The Added Benefits of Selecting a Long-term Mortgage Fix for Your Financial Freedom
For decades, two-year mortgage setups have been quite the norm for homeowners and real-estate investors alike. However, with the rise in interest rates, there has been a gradual preference for lengthier fixes.
New Base-rate Increase
Moreover, with the base rate being increased to 0.75% last week, it is highly likely that mortgage rates will follow suit as well. Hence, individuals that have a longer fix will be at a greater position.
That being said, deciding on the length of a fix is a game of risks in itself. One can aim to target a fix with a shorter term, but with the advantage of a lower interest rate.
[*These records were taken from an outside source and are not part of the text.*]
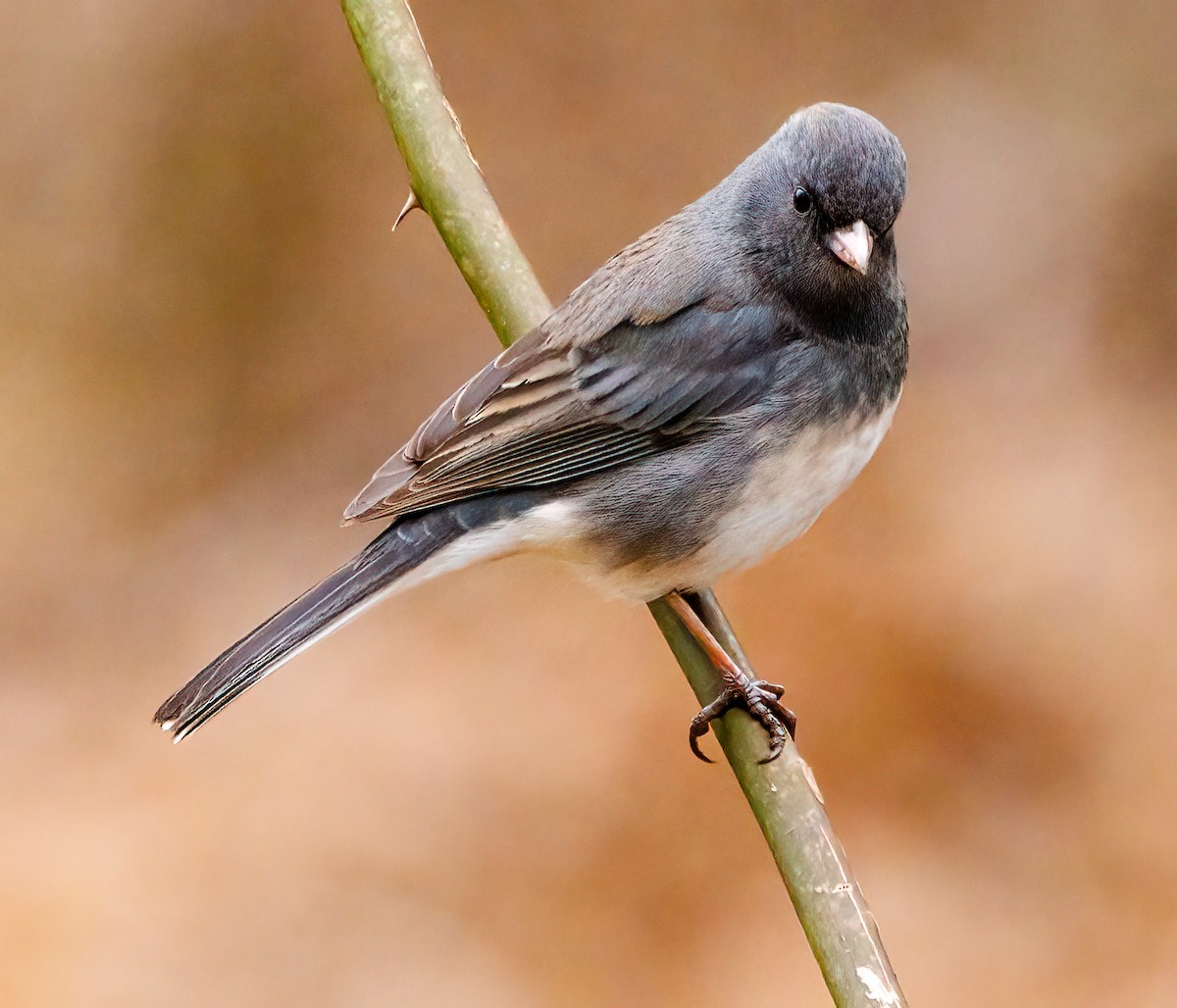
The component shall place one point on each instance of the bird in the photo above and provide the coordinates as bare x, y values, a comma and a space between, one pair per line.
689, 408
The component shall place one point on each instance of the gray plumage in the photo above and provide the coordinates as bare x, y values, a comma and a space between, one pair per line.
692, 405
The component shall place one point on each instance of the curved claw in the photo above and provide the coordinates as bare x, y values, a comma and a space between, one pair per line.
762, 700
695, 734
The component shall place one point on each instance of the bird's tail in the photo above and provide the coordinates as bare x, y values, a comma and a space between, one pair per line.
471, 529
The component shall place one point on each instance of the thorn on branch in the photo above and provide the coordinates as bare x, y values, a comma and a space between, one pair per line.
411, 204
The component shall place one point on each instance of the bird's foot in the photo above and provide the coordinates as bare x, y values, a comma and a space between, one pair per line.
762, 700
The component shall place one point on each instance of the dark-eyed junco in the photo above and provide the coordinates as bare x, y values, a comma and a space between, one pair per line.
690, 407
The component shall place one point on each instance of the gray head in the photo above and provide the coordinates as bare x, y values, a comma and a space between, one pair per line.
818, 202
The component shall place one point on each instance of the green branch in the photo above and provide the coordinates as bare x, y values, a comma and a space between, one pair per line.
783, 795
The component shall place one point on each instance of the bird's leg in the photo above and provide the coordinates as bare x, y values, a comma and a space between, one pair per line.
760, 699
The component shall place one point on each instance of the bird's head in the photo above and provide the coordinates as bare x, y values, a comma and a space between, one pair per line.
819, 201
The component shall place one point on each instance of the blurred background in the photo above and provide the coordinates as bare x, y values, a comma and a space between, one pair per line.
481, 793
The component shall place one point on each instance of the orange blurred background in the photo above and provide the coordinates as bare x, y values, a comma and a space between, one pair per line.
482, 793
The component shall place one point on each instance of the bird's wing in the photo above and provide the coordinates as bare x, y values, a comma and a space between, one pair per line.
550, 410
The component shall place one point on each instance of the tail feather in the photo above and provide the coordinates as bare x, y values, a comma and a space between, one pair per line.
365, 579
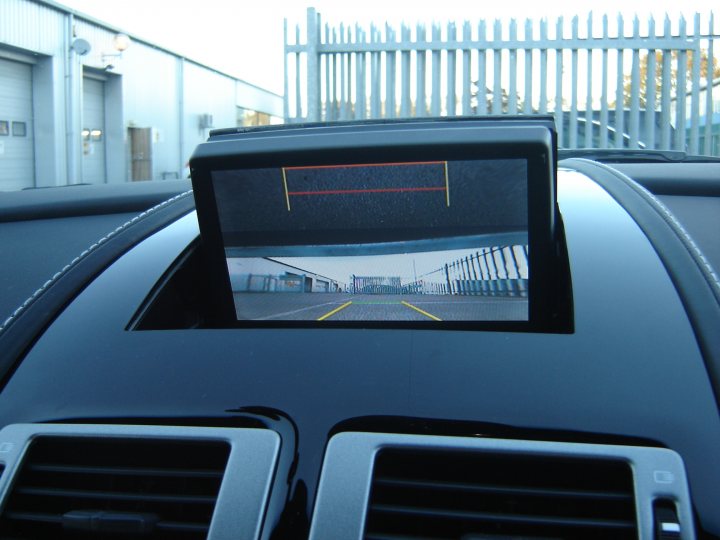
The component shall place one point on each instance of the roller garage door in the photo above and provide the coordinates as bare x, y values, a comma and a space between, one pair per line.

You will also have to accept the possibility that your rates will have increased by the time you remortgage.
Alternatively, you can opt for a longer fix which has a higher rate, but you will have the comfortability of knowing the rates that you will be paying through and through.
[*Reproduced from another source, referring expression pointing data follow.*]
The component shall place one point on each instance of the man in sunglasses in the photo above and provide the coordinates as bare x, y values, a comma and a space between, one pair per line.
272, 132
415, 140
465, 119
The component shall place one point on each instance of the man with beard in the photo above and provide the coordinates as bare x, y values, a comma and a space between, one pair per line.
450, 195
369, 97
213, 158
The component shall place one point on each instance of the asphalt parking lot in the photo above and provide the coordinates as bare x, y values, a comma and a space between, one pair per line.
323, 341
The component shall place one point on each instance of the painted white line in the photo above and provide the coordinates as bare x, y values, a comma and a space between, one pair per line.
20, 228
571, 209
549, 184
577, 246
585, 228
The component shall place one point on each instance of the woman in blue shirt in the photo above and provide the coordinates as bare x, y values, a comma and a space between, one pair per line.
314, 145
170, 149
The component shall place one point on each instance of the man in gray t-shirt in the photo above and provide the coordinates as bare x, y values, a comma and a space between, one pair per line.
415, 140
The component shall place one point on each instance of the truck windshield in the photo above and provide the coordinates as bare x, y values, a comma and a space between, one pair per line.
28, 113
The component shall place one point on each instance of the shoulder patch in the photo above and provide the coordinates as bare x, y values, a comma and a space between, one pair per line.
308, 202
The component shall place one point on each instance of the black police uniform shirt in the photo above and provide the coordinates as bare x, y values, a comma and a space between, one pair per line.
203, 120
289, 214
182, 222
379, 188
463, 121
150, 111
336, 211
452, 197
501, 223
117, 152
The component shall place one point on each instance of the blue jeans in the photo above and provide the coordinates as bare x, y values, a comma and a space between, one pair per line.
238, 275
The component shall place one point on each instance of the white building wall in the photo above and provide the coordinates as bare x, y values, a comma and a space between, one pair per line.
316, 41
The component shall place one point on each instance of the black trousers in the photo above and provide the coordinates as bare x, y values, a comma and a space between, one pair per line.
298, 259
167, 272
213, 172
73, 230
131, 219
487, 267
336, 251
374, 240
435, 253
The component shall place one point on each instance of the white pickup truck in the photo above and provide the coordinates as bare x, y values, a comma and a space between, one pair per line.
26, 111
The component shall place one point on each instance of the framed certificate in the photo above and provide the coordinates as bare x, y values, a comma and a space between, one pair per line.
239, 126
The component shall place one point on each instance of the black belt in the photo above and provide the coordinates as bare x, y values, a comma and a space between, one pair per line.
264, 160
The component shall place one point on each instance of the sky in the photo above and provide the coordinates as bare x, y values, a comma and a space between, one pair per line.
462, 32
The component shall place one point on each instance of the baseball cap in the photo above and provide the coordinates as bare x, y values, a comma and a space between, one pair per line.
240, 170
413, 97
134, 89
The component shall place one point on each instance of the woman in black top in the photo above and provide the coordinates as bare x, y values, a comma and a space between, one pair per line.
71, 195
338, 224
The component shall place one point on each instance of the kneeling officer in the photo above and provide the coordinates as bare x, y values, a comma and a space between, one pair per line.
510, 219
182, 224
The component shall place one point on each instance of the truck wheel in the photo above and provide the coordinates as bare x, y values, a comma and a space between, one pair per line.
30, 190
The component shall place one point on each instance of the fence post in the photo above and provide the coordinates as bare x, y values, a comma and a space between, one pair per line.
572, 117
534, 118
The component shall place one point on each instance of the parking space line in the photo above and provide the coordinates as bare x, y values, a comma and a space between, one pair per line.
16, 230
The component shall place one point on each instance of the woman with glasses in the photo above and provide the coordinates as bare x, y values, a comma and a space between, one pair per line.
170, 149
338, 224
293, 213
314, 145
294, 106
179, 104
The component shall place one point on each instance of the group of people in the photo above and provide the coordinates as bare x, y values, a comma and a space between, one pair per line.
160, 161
That being said, you might end up paying less or more depending on whether your current rates fluctuate during that 10-year period. Hence, it would be wise to carefully consider your options.
So here are the advantages of having a 10-year fix;
Avoid incurring extra fees in mortgage
The problem of switching in between fixes is that your fees can inadvertently add up. For example, if you select five two-year fixes running concurrently within a 10-year window, you’ll likely end up paying five times the fee! However, with a 10-year fix, you’ll incur significantly lower fees, which of course you’ll have to pay only once during that time period.
Avoid unwanted interest rates
It is predicted that base rate rises will be rising soon in the next couple of years, and hence, long-term fixes guarantee stability with your mortgage rates. Hence, even if interests make mortgage rates skyrocket, you can rest assured you’ll be safe during the uncertain climate.
Your current mortgage setup is safe from housing price fluctuations
One other advantage of long-term fixes is that they can give your house the much needed financial reprieve in case of price fluctuations. This goes especially if the current price of your house falls below the remortgage price, consequently causing the LTV to increase, rendering you unable to get access to the peak mortgage rates.
However, long-term fixes are unable to protect you from price fluctuations in the event that pricing on houses is on a steady incline.
Protection from shifting criteria of lenders
In the event that mortgage providers decide to become more stringent with their affordability structure, remortgaging can be a tedious affair. With long-term fixes, however, you are insulated against such an event.
You only get a single credit check
Whenever you apply for a mortgage, a credit check is performed. Hence, during the months prior to remortgaging, it is wise to not consider any other credit products to prevent your score from being affected.
Hence, if you’re doing short-term fixes, this is something that you’ll constantly have to look into whilst conducting your financial planning. In the event of a longer fix, you don’t have to worry about restricting yourself when it comes to credit.